Role of the eaeA gene in experimental enteropathogenic Escherichia coli infection.

Enteropathogenic Escherichia coli (EPEC) infections are a leading cause of infant diarrhea in developing countries. Recently eaeA, a gene necessary for the characteristic intimate attachment of EPEC to epithelial cells in tissue culture, was described. We conducted a randomized, double-blind study to determine the role of the eaeA gene in human EPEC infection. 11 adult volunteers ingested 2 x 10(10) colony-forming units of O127:H6 EPEC strain E2348/69, and an equal number received the same dose of an isogenic eaeA deletion mutant constructed from E2348/69. Volunteers were monitored for the development of diarrhea, fever, and systemic and gastrointestinal complaints. Diarrhea developed in all 11 volunteers who received E2348/69 and in 4 of 11 who received the mutant (P = 0.002).
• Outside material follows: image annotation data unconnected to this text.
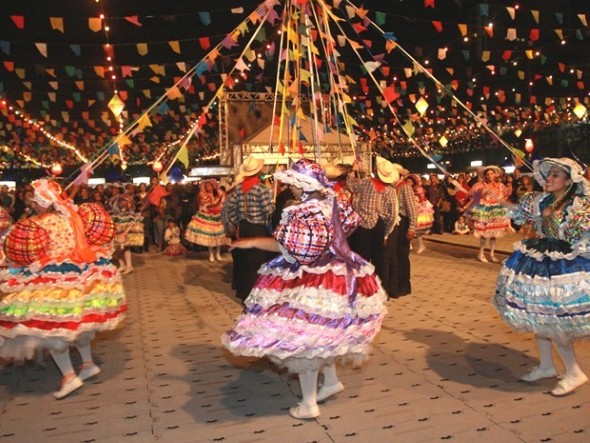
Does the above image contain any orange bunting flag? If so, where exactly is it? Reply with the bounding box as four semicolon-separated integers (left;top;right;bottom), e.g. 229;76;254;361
432;20;442;32
125;15;141;26
137;43;148;55
199;37;211;51
35;43;47;58
10;15;25;29
49;17;64;33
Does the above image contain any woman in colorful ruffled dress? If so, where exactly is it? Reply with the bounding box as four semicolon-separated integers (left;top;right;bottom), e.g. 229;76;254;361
105;183;144;274
493;158;590;396
407;174;434;254
222;160;387;419
184;179;229;263
466;166;510;263
0;179;127;399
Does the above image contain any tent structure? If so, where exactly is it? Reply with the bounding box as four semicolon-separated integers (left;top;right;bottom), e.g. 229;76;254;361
233;117;371;165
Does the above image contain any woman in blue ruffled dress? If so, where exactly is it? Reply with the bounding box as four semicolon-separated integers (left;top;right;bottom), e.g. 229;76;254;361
222;159;387;419
493;158;590;396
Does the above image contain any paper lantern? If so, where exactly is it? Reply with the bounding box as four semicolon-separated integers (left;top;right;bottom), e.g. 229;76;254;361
152;160;164;172
416;97;428;115
51;163;63;175
574;103;587;118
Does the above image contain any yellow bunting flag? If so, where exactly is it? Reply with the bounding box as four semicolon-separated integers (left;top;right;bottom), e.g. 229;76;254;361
88;17;102;32
402;120;416;137
176;144;190;168
107;94;125;117
168;40;180;54
49;17;64;32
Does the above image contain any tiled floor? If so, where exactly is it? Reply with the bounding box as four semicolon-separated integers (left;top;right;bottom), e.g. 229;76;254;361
0;239;590;443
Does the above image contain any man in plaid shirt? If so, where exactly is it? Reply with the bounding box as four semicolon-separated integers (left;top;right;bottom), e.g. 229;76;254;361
224;156;273;301
347;157;399;278
381;163;418;298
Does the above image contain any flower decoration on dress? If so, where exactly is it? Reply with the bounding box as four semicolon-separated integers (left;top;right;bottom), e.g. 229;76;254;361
274;158;334;193
533;157;590;197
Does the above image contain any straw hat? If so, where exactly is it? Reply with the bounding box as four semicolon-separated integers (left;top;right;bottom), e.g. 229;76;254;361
477;165;504;179
533;157;590;196
275;158;334;192
393;163;410;176
238;155;264;177
376;157;399;184
324;163;346;180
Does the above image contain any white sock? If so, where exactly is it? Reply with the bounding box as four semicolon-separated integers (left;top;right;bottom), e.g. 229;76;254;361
536;337;553;369
555;342;584;377
322;362;340;386
299;370;318;408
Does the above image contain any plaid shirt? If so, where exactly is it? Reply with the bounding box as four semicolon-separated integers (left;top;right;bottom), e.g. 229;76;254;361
346;176;399;237
224;184;273;226
396;180;418;231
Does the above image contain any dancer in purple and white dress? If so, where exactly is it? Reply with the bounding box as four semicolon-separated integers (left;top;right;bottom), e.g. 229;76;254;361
222;159;387;419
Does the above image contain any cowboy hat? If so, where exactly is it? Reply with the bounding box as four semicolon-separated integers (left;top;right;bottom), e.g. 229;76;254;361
324;163;346;180
375;157;399;184
238;155;264;177
393;163;410;176
477;165;504;178
275;158;334;192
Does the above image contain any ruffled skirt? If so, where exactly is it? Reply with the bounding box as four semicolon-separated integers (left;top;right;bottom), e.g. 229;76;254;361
468;204;510;238
0;259;127;359
222;251;387;372
112;214;145;248
493;239;590;343
184;212;230;247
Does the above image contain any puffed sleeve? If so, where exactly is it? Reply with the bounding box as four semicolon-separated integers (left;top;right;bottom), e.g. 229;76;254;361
509;192;547;225
273;205;334;265
4;219;49;266
563;197;590;243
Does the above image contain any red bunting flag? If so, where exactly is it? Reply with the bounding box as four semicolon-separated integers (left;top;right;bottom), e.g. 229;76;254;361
125;15;141;27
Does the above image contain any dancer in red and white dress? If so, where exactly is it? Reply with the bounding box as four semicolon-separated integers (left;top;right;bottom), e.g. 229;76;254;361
222;159;387;419
0;179;127;399
466;166;510;262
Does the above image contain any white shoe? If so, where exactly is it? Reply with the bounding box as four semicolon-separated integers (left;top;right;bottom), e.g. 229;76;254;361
78;363;102;380
520;366;557;382
53;376;84;400
317;382;344;401
289;403;320;420
551;373;588;397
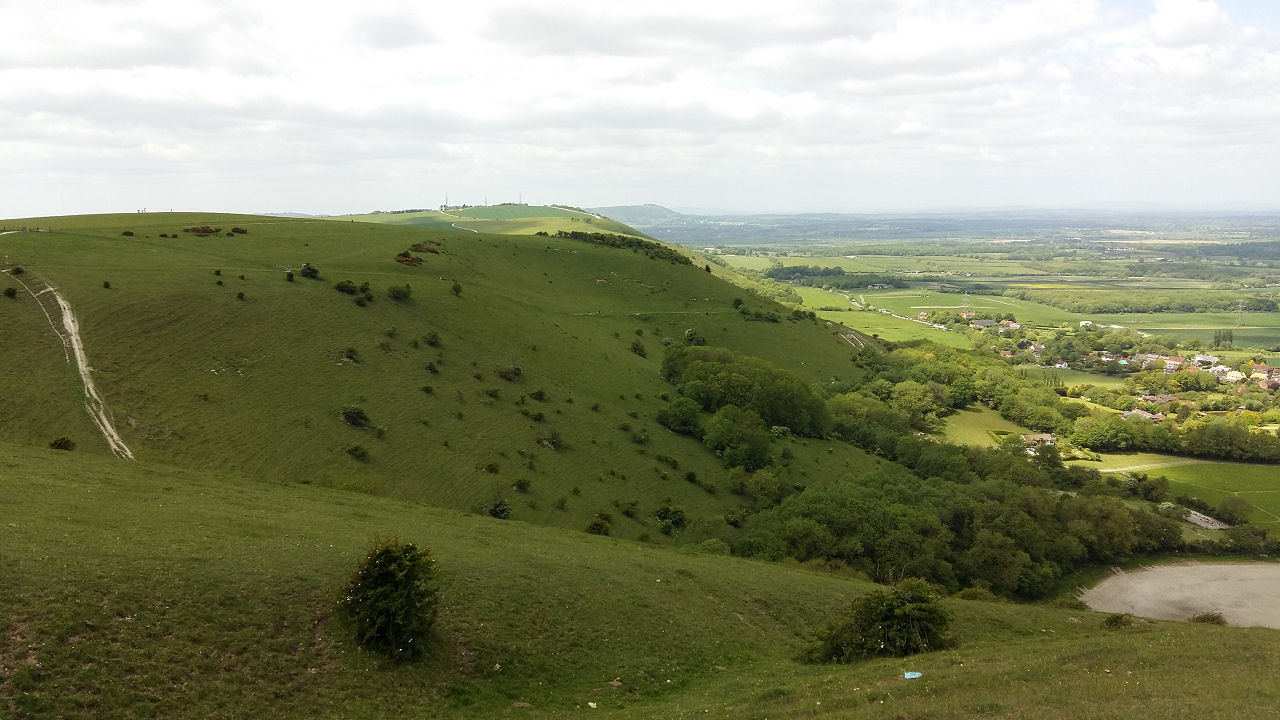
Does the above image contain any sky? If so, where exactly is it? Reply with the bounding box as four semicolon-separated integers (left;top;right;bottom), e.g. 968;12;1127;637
0;0;1280;218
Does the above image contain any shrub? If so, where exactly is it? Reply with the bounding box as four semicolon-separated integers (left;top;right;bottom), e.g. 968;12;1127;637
1102;612;1133;630
1190;610;1226;625
485;496;511;520
338;538;440;660
339;406;369;428
810;578;952;662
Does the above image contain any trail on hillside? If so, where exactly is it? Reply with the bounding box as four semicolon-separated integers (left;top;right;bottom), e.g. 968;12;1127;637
6;270;133;460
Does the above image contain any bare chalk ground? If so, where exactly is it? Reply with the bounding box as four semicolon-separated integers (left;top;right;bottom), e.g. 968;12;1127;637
1080;562;1280;629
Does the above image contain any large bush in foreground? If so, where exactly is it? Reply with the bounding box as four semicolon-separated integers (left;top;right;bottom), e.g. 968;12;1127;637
810;578;951;662
338;538;439;660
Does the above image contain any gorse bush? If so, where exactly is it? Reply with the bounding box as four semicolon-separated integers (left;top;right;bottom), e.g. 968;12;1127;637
338;538;440;660
810;578;952;662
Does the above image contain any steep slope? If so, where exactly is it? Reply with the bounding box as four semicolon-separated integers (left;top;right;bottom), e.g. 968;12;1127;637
0;214;872;539
0;445;1280;720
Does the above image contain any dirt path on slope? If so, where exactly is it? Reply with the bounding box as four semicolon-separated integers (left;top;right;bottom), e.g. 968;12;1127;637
9;266;133;460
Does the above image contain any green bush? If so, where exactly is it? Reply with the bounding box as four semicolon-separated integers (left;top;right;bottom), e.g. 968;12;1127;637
810;578;952;662
1102;612;1133;630
338;538;439;660
1190;610;1226;625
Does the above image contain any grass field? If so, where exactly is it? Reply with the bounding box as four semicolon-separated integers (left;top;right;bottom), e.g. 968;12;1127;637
1078;452;1280;532
0;446;1280;720
942;405;1030;447
0;214;867;542
858;288;1079;325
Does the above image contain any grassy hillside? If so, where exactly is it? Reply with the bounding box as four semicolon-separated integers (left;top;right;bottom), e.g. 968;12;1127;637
0;214;869;539
330;205;649;237
0;445;1280;719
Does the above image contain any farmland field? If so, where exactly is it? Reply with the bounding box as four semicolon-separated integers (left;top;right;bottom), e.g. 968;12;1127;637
859;288;1082;325
1079;452;1280;524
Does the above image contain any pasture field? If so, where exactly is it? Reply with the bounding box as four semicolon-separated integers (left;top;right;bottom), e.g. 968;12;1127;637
0;445;1280;720
0;214;869;542
855;288;1079;325
1073;452;1280;532
942;405;1030;447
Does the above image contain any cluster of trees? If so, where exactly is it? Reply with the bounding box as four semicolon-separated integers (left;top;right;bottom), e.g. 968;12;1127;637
733;450;1183;598
764;264;908;290
1070;415;1280;462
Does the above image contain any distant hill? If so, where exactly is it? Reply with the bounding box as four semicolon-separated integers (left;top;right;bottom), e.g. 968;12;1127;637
333;202;649;237
590;204;681;227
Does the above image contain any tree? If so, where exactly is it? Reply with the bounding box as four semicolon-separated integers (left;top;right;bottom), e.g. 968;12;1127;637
810;578;951;662
338;538;439;660
703;405;771;470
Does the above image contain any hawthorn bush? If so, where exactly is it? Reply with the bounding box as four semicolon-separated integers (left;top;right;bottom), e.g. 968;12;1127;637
338;538;440;660
810;578;951;662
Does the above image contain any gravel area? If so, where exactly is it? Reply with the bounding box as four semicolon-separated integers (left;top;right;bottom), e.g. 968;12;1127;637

Fever was more common in recipients of the wild-type strain (P = 0.024). Stool volumes were lower in recipients of the mutant. All volunteers seroconverted to E2348/69 LPS, but the geometric mean peak titers of serum IgG and IgA in recipients of the mutant were lower than those of recipients of the wild-type strain. IgA against LPS was detected in the jejunal fluid of six of six recipients of E2348/69 and 5/6 recipients of the mutant. This study unambiguously assigns a role for eaeA as an EPEC virulence gene, but the residual diarrhea seen in recipients of the mutant indicates that other factors are involved.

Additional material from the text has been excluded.